Former GAM leaders are accessing these funds. In virtually every region, they have established companies and cooperatives and transformed themselves into contractors or ‘kontraktor’. Mostly they are active in the construction industry: building houses, public offices, roads, bridges, irrigation channels and other infrastructure, and supplying sand, rocks and other building materials. In Aceh, as in the rest of Indonesia , the construction industry is one of the most politicised sectors of the economy. Contractors need ties with bureaucrats and politicians if they are to win government contracts (by far the largest source of construction work) and kickbacks are expected when contracts are divvied up.
Former GAM commanders are winning plenty of contracts because of their new political importance. Even before last December, many local politicians directed business opportunities to GAM commanders in their regions, often with the hope of securing their political support. Long-established contractors, also sensing which way the wind is blowing, are trying to strike deals and work together with outfits run by the former guerillas.
Muscle and intimidation are also part of this story. Wherever you travel in Aceh stories abound of local KPA leaders and their followers exerting pressure in the scramble for contracts, employment or money. Sometimes, former fighters turn up at the offices of officials in charge of allocating tenders and show them bullets or make other threats. Sometimes, anonymous telephone calls or SMS messages convey threats to burn down an office if a contract is not awarded ‘correctly’. Other messages are only marginally more subtle, such as when local commanders warn international NGO officials that they will not be able to guarantee the ‘security’ of their program in a village, unless the construction and security jobs are filled by GAM men, or the building materials sourced from GAM ranks. Aceh is rife with low-level intimidation and harassment of this sort.
Dilemmas
Some activists in Aceh’s NGO sector, who in the past were highly critical of corruption by local government officials, are now reluctant to criticise GAM supporters. If the peace process is to be successful, they say, former fighters need to be granted economic opportunities. If there is some discrimination and heavy-handedness in the process, so the argument goes, that may be the price paid for peace. There has already been an upswing in armed robbery, especially along the east coast. People worry that lawlessness could increase if GAM commanders are shut out of business opportunities.
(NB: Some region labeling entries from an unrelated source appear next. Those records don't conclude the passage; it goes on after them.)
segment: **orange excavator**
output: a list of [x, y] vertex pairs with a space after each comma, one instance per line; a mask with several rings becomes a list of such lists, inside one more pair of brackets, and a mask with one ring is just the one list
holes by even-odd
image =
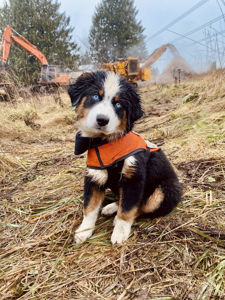
[[[13, 33], [12, 30], [19, 37]], [[38, 82], [41, 86], [46, 87], [68, 84], [70, 73], [62, 73], [59, 66], [49, 64], [45, 56], [36, 46], [32, 45], [10, 26], [5, 28], [0, 45], [0, 53], [3, 48], [2, 56], [0, 56], [0, 59], [2, 60], [3, 63], [6, 63], [13, 41], [33, 55], [40, 63], [41, 72], [40, 78]]]

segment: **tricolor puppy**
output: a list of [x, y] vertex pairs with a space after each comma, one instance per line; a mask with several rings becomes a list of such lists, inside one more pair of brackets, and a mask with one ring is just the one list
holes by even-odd
[[136, 218], [171, 212], [180, 200], [181, 185], [161, 149], [132, 131], [144, 113], [139, 94], [125, 79], [102, 71], [84, 73], [68, 92], [80, 129], [75, 154], [88, 150], [84, 217], [75, 232], [76, 242], [92, 236], [109, 188], [119, 200], [104, 207], [101, 214], [116, 213], [111, 242], [122, 243]]

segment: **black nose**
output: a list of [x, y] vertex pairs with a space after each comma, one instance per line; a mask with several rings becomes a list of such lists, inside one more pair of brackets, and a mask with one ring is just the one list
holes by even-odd
[[96, 118], [97, 123], [99, 126], [105, 126], [109, 122], [110, 119], [104, 115], [98, 115]]

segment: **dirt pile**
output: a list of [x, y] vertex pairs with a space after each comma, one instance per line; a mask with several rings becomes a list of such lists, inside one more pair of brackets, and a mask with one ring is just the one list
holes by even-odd
[[195, 73], [191, 67], [181, 56], [177, 56], [164, 69], [160, 77], [160, 80], [164, 83], [175, 82], [176, 77], [178, 83], [179, 73], [181, 81], [187, 79]]

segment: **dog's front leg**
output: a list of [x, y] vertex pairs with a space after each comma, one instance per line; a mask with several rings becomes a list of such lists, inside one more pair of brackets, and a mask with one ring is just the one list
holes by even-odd
[[74, 238], [77, 244], [86, 241], [92, 235], [104, 195], [103, 186], [100, 186], [93, 178], [85, 176], [84, 217], [80, 226], [75, 232]]
[[145, 172], [137, 171], [132, 178], [125, 179], [120, 188], [119, 208], [113, 221], [115, 227], [111, 236], [112, 244], [120, 244], [128, 238], [133, 222], [138, 215], [143, 196]]

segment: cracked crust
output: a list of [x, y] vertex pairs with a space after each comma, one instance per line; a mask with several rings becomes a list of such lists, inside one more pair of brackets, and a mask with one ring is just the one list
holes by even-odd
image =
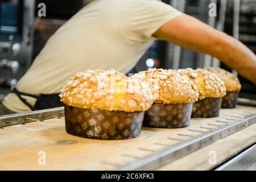
[[123, 74], [102, 70], [77, 73], [60, 94], [64, 104], [80, 108], [127, 112], [145, 111], [152, 104], [146, 84]]
[[205, 69], [214, 73], [225, 83], [226, 92], [238, 92], [241, 84], [238, 78], [234, 75], [220, 68], [205, 68]]
[[193, 83], [173, 71], [148, 69], [131, 77], [147, 83], [155, 102], [187, 104], [197, 101], [199, 93]]
[[180, 69], [177, 72], [195, 84], [199, 92], [199, 100], [222, 97], [226, 94], [224, 82], [214, 73], [200, 68]]

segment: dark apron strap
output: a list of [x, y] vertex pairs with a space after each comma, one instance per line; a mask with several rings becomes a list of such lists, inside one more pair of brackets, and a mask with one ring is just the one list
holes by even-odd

On the other hand, Irwandi Yusuf and GAM bupati and mayors apparently fear that thuggishness and corruption among their supporters will undermine the movement’s long-term political prospects, especially in the approach to the 2009 elections. They have ordered their followers to stop levying pajak nanggroe on businesses and NGOs.
But even as people talk quietly about the rise of political ‘premanisme’, or gangsterism, in Aceh, it is worth putting this development in its wider Indonesian context. In an interview earlier this year, one prominent local businessman told me that, bad as the situation was in Aceh, it was much worse in Medan, the capital of the neighbouring North Sumatra province. There, gangster-run ‘youth groups’ organise violent protection rackets and extort money from local businesses at a rate much greater than anything seen in Aceh.
Aceh’s peace process still has a long way to travel. But the transformation of GAM since last December’s elections provides grounds for optimism. GAM-endorsed heads of local government are now becoming obsessed with development targets and the investment climate, much like other elected officials throughout Indonesia . Even their followers are accommodating themselves to patterns of politico-criminal organisation that are common throughout the archipelago.